Allora, come ora, la propaganda
anarchica era intralciata dal suo insistere che niente può
accadere se non accade tutto. La distruzione del capitalismo e dello
Stato erano le condizioni preliminari per poter costruire una società
libera. Il problema è che, allora come ora, né De
Carlo, né io, né i milioni di persone coinvolte possono
in realtà aspettare questi cambiamenti rivoluzionari. E
sarebbe interessante chiedersi se questi ultimi siano oggi più
vicini o più lontani di quanto lo fossero quarant'anni fa.

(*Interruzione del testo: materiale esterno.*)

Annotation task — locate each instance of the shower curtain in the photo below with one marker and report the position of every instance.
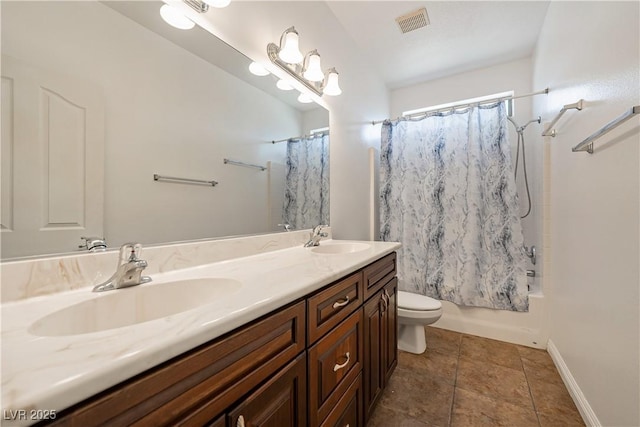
(448, 194)
(306, 198)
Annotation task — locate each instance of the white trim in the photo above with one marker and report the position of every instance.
(578, 397)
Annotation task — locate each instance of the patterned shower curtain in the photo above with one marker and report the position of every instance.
(448, 194)
(306, 197)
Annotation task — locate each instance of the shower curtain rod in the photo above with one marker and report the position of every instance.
(312, 135)
(464, 105)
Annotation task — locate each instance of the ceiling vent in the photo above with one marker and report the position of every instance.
(413, 20)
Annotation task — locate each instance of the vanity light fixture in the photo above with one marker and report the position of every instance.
(305, 69)
(312, 70)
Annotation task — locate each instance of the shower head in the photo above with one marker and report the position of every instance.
(539, 120)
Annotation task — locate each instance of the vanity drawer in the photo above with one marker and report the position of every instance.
(334, 363)
(329, 307)
(349, 411)
(378, 274)
(198, 386)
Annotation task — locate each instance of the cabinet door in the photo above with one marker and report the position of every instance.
(390, 325)
(374, 337)
(280, 402)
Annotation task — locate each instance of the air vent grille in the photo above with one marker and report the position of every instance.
(413, 21)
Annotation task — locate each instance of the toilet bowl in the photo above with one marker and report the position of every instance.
(414, 313)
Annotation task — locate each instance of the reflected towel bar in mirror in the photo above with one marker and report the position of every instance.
(246, 165)
(157, 177)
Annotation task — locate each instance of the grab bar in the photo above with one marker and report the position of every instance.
(157, 177)
(552, 132)
(587, 144)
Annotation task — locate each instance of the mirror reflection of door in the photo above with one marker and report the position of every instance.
(52, 154)
(176, 103)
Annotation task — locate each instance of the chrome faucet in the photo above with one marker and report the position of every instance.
(316, 235)
(129, 271)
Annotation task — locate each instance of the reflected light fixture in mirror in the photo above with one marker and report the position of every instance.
(305, 69)
(332, 88)
(175, 18)
(283, 85)
(289, 47)
(218, 3)
(304, 98)
(258, 70)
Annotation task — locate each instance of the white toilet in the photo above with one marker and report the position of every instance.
(414, 313)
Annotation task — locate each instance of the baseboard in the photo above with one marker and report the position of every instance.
(578, 397)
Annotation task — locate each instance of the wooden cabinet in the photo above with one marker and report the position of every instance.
(321, 361)
(281, 402)
(380, 342)
(335, 361)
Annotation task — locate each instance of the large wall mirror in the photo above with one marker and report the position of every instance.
(98, 97)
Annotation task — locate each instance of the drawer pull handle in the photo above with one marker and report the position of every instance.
(342, 303)
(337, 366)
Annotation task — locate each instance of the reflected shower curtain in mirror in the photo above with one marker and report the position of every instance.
(448, 194)
(306, 196)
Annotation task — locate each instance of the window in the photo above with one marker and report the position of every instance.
(509, 104)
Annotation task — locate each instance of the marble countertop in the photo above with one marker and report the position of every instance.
(53, 373)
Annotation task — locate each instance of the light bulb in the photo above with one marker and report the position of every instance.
(283, 85)
(313, 71)
(304, 98)
(289, 49)
(175, 18)
(332, 88)
(217, 3)
(258, 69)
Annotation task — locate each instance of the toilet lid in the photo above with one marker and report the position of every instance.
(411, 301)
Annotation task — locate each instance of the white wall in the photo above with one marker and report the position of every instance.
(590, 50)
(250, 25)
(523, 328)
(167, 112)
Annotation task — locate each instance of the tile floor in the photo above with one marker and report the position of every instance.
(464, 380)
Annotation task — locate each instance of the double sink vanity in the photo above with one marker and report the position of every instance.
(284, 335)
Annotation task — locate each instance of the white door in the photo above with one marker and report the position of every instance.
(52, 160)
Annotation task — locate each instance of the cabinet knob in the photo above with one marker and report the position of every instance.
(342, 303)
(337, 366)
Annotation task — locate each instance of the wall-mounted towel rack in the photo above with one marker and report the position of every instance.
(246, 165)
(157, 177)
(549, 131)
(587, 144)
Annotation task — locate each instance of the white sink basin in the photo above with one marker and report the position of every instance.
(340, 248)
(130, 306)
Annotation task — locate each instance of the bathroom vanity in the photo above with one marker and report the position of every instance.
(321, 361)
(322, 358)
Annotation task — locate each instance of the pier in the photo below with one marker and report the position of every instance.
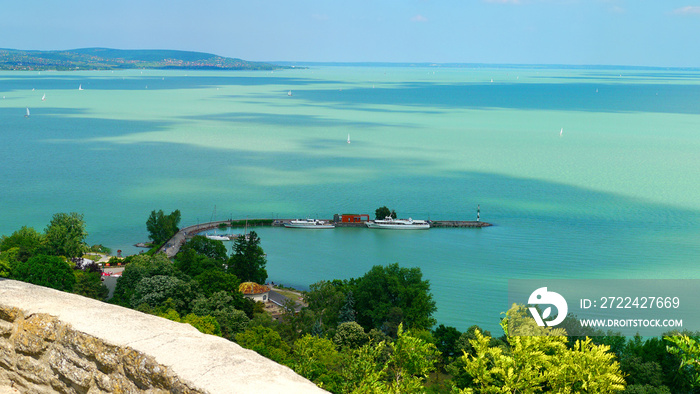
(172, 247)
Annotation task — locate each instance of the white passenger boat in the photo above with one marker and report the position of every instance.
(308, 223)
(216, 237)
(398, 224)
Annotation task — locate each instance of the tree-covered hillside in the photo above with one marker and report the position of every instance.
(111, 59)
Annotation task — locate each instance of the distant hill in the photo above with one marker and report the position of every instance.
(113, 59)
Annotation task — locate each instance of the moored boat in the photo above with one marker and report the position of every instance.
(398, 224)
(216, 237)
(308, 223)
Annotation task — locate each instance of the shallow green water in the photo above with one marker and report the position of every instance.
(616, 195)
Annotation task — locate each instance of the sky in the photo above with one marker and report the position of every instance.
(662, 33)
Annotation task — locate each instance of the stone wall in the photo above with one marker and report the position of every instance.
(52, 341)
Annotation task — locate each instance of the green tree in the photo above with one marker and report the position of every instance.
(383, 212)
(48, 271)
(325, 299)
(347, 312)
(688, 349)
(540, 362)
(387, 296)
(211, 248)
(316, 359)
(8, 261)
(155, 290)
(248, 259)
(350, 335)
(162, 227)
(205, 324)
(141, 266)
(27, 241)
(412, 359)
(446, 341)
(65, 235)
(221, 306)
(192, 263)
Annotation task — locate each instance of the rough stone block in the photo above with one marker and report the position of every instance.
(33, 370)
(9, 313)
(115, 383)
(107, 357)
(6, 328)
(70, 367)
(144, 371)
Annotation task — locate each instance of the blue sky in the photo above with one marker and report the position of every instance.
(601, 32)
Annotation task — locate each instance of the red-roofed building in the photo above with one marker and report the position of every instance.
(255, 291)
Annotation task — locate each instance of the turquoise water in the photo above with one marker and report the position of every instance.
(616, 195)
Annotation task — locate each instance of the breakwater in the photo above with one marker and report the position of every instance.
(172, 247)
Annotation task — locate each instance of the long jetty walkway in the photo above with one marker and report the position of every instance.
(172, 247)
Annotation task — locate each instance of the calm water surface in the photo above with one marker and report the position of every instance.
(616, 195)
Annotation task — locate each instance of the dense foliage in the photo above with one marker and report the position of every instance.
(368, 334)
(106, 59)
(248, 259)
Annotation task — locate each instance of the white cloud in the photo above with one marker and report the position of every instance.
(687, 10)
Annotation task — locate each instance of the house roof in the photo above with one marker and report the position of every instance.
(250, 288)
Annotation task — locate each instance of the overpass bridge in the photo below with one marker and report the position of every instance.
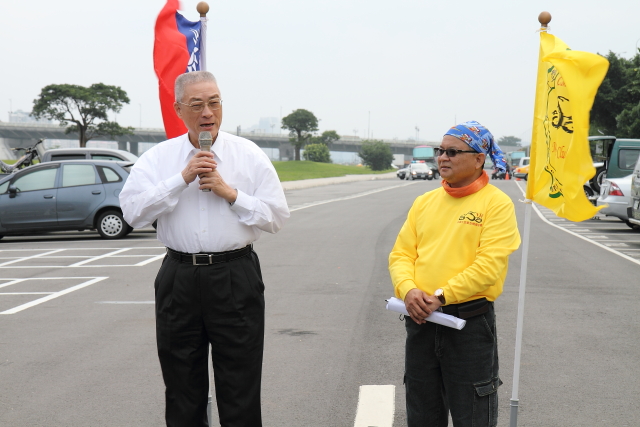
(13, 135)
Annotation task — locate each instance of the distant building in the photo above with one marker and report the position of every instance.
(265, 125)
(20, 116)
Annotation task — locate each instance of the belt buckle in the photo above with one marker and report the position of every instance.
(195, 259)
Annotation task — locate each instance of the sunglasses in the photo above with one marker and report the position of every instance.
(451, 152)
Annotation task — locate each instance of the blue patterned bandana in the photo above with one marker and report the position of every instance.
(480, 139)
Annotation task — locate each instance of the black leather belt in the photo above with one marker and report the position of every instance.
(209, 258)
(469, 309)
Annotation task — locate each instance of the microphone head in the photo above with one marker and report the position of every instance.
(205, 140)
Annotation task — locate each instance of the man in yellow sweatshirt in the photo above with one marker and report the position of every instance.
(452, 255)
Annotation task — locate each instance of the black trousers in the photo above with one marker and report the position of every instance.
(221, 304)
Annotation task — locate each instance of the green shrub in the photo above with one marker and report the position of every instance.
(317, 153)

Alla ricerca di approcci alternativi,
De Carlo prendeva in esame le cooperative edilizie, le cooperative di
inquilini, gli scioperi dell'affitto e lo "squatting",
ovvero le occupazioni abusive di abitazioni vuote. Ora, nelle quattro
decadi che ci separano dal 1948 (millenovecentoquarantotto) abbiamo
potuto verificare come tutte queste tecniche di azione diretta messe
in atto dai cittadini più poveri, in Italia come in Gran
Bretagna o negli Stati Uniti, hanno portato ad un maggiore
coinvolgimento nella pianificazione urbana. E proprio per quei ruoli
che i cittadini possono pretendere.
Aspettare la rivoluzione?
In quegli anni lontani, De Carlo
proseguiva prendendo in considerazione quale potesse essere un
atteggiamento anarchico nei confronti della pianificazione urbana:
"Può essere un atteggiamento di ostilità - il
piano emana necessariamente dall'autorità, non può
essere che dannoso e va osteggiato; non si possono, del resto,
modificare i modi di vita sbagliati attraverso le loro
rappresentazioni; bisogna prima cambiare i modi di vita, le
rappresentazioni muteranno di conseguenza".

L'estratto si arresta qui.